Statistics from two organizations that collect data on abortion in the United States demonstrate the disproportionate number of the lethal procedures by ethnicity. The U.S. Census Bureau estimated in 2019 the population was 13.4 percent “Black or African American alone.” In 2014, Black women had 28 percent of abortions, the Guttmacher Institute reported. In 2016, the Centers for Disease Control and Prevention found non-Hispanic Black Women had 38 percent of the abortions in the 32 areas that provided information.
Pro-life advocates have long charged Planned Parenthood and other abortion providers with targeting Black and other ethnic minorities by placing clinics in their communities.
While PPGNY’s Seltzer cited Sanger’s “racist legacy,” the founder of Planned Parenthood did not express such a view when she nevertheless praised Nazi Germany’s sterilization plan, according to Time magazine. In 1934, she wrote, “I admire the courage of a government that takes a stand on sterilization of the unfit and second, my admiration is subject to the interpretation of the word ‘unfit.’ If by ‘unfit’ is meant the physical or mental defects of a human being, that is an admirable gesture, but if ‘unfit’ refers to races or religions, then that is another matter, which I frankly deplore.”
Planned Parenthood’s affiliates performed more than 345,000 abortions and received $616.8 million in government grants and reimbursements, according to its 2019 annual report.
Messengers to the 2017 Southern Baptist Convention meeting adopted a resolution calling for the defunding of Planned Parenthood at all levels of government and denouncing the organization’s “immoral agenda and practices.”
Various scandals have plagued Planned Parenthood the last two decades.
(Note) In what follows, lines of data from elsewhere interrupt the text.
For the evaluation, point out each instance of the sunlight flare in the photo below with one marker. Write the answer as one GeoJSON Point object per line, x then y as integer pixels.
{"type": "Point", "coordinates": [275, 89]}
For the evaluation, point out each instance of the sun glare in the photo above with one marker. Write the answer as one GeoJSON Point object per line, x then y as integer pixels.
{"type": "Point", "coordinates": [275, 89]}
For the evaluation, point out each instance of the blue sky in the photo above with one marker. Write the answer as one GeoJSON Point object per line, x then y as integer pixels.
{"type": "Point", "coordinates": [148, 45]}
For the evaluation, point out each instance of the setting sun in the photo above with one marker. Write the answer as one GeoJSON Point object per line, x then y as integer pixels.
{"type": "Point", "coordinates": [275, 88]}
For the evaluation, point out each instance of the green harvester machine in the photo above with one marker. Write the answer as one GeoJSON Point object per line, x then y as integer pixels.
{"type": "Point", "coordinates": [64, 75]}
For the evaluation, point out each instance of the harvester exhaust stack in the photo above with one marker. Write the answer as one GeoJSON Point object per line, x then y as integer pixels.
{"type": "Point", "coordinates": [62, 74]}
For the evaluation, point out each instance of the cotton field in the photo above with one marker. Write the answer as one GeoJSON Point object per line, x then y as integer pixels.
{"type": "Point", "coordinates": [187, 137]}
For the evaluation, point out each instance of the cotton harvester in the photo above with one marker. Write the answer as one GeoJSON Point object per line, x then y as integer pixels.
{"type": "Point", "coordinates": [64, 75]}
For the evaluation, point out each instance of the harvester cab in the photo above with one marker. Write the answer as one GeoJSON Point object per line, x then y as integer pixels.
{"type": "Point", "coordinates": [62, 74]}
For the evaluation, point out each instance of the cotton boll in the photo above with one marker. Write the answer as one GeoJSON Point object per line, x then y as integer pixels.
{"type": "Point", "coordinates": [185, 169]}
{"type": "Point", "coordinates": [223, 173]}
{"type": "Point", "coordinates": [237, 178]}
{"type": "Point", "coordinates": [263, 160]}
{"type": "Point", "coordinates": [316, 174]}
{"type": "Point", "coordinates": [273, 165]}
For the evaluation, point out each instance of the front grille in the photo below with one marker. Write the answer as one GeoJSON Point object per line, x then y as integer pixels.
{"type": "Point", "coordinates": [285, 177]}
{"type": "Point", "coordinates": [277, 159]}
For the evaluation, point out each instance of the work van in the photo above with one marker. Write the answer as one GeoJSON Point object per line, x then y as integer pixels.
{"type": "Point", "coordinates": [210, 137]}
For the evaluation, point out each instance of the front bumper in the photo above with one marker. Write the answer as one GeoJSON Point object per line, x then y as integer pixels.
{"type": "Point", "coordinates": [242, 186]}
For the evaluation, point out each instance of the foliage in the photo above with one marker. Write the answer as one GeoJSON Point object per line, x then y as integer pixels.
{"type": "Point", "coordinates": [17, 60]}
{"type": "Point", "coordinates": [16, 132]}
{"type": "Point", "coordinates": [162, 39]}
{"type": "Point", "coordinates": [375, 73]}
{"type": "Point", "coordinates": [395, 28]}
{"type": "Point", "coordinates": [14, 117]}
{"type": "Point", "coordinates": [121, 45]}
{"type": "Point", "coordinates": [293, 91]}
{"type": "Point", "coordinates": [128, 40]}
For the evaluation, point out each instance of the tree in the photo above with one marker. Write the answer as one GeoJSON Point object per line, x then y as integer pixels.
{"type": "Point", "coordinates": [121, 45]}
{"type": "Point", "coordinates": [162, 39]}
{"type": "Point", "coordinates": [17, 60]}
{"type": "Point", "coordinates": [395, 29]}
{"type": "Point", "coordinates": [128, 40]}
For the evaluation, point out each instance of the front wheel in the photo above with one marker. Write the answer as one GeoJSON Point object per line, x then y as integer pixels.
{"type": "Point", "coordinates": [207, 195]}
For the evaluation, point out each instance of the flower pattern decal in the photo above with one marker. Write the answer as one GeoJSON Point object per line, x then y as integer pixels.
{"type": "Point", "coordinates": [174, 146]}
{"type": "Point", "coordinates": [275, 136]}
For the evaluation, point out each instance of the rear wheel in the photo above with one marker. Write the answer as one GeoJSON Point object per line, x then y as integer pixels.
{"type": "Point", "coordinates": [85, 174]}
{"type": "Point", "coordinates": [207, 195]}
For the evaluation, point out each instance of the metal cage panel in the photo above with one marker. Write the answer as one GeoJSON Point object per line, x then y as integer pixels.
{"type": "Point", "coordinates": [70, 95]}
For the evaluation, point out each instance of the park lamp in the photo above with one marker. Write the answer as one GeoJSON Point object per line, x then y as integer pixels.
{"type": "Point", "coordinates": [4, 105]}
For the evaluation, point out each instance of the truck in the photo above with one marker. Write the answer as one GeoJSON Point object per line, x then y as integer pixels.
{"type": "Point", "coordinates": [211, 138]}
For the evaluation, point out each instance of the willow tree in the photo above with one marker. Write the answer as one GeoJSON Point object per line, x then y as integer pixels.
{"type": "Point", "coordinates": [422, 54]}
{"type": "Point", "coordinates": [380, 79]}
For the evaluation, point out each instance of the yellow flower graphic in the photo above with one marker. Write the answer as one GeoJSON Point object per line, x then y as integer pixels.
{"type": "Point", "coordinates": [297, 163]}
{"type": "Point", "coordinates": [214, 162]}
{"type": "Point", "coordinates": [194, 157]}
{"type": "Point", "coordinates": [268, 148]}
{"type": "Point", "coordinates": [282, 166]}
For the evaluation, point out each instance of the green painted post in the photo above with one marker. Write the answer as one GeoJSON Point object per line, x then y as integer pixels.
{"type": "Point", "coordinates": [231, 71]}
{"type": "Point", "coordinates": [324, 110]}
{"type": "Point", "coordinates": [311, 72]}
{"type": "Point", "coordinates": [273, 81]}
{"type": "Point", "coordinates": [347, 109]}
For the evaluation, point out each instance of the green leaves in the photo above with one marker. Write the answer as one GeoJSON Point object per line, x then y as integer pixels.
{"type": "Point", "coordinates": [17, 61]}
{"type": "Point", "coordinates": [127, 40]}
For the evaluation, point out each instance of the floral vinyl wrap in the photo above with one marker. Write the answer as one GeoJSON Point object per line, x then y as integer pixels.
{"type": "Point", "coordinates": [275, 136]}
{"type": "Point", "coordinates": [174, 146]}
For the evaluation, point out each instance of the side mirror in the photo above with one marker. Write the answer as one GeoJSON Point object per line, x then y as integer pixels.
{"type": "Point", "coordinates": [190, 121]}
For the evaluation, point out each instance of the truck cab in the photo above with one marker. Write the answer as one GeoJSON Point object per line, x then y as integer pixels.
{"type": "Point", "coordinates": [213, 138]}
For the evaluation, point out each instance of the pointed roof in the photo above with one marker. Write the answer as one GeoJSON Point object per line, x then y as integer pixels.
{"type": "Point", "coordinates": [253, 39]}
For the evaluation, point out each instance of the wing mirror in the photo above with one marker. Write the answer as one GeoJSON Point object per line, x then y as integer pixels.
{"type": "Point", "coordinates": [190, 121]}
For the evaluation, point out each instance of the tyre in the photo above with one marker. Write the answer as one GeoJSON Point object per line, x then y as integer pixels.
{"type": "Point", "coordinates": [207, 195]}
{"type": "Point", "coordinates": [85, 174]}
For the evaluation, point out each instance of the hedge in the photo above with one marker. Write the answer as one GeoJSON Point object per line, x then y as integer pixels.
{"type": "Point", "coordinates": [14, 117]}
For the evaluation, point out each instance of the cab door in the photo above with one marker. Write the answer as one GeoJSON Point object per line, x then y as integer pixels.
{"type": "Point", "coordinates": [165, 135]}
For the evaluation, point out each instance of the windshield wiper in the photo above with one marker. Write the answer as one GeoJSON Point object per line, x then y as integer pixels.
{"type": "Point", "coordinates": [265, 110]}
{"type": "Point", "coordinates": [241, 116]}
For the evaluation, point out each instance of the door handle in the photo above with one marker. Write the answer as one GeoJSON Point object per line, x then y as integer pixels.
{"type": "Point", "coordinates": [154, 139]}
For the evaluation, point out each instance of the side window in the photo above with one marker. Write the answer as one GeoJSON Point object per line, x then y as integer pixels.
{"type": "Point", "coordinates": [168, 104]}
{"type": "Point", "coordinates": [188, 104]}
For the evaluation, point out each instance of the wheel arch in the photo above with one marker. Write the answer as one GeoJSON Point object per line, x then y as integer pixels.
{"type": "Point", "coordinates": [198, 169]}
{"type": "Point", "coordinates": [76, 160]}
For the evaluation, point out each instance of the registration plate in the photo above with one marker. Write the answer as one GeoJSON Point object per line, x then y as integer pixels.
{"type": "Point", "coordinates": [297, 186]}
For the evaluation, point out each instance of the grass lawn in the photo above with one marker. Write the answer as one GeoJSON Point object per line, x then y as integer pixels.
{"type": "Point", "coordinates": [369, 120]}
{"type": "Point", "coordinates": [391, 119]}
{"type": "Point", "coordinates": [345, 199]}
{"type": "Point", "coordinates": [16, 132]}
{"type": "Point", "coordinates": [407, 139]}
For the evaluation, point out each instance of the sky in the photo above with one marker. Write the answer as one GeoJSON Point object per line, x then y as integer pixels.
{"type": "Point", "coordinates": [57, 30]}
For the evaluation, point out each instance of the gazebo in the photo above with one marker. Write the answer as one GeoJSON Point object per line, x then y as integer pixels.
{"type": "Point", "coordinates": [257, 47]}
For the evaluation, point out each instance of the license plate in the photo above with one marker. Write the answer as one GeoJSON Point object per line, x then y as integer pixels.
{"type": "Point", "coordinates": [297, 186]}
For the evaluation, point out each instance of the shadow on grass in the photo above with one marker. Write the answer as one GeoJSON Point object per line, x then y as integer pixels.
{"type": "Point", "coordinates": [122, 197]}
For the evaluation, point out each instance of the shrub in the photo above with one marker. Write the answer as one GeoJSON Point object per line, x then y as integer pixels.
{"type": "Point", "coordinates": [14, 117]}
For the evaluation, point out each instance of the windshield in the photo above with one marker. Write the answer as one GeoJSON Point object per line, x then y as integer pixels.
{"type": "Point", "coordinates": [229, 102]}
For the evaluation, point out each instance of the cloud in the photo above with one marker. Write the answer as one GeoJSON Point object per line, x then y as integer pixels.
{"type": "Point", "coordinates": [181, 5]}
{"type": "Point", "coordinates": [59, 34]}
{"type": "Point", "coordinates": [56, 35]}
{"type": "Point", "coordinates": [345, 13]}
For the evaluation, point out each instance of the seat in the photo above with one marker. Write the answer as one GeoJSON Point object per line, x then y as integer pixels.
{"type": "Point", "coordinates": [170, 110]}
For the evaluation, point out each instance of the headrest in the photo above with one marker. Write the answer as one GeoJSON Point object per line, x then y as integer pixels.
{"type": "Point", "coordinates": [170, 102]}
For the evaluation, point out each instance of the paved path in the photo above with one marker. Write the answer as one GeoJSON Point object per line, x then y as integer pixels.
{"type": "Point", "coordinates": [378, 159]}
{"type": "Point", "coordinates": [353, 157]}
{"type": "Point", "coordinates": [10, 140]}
Most recently, undercover videos released beginning in 2015 appeared to indicate the organization was trading in body parts from aborted babies.
Other undercover investigations by pro-life organizations during the last two decades have shown Planned Parenthood employees:
- Agreeing to receive donations designated for abortions of African American babies.
- Demonstrating a willingness to aid self-professed sex traffickers whose prostitutes supposedly were in their early teens.
- Seeking to conceal alleged child sex abuse.
- In its announcement, PPGNY also said it is cooperating with civic organizations to rename “Margaret Sanger Square” in Manhattan.
Dannenfelser, president of the Susan B. Anthony List, called on former Secretary of State Hillary Clinton and Speaker of the House Nancy Pelosi to return the Margaret Sanger Awards they received from Planned Parenthood in 2009 and 2014, respectively. She also urged the Smithsonian’s National Portrait Gallery to remove Sanger’s bust from its Struggle for Justice exhibit.
Tom Strode is Washington bureau chief for Baptist Press.